Die so genannten „Hooligans gegen Salafisten“ (HoGeSa) haben gestern die Anmeldung für die am 18. Januar auf dem Willy-Brandt-Platz geplante Demo zurückgezogen. Die Anmelderin habe am Montag zudem per Fax erklärt, dass sie keine Rechtsmittel gegen das Demo-Verbot einlegen werde, teilte die Polizei mit. Polizeipräsidentin Stephania Fischer-Weinsziehr hatte die HoGeSa-Kundgebung aus Sicherheitsgründen verboten. Trotz der abgesagten Demo werde die Polizei am Sonntag in der Innenstadt verstärkt präsent sein. „Dabei stehen insbesondere Randalierer und Straftäter im Fokus, die das gültige Verbot nicht akzeptieren wollen“, so die Polizei.
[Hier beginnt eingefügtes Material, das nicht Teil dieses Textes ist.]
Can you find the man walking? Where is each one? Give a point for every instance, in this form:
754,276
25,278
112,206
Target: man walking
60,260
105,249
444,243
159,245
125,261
Die Kundgebung des Bündnisses „Essen stellt sich quer“, zu der rund 4000 Teilnehmer erwartet werden, soll am Sonntag stattfinden, bekräftige Max Adelmann, Sprecher von „Essen stellt sich quer“, und erklärte, dass man nun gerne die Kundgebung auf dem Willy-Brandt-Platz durchführen würde. Der Plan: Um 11.30 Uhr wollen sich die Demonstranten an der Marktkirche versammeln und ab 12 Uhr in Richtung Willy-Brandt-Platz ziehen. Diesen Plan müsse man nun noch mit der Polizei besprechen.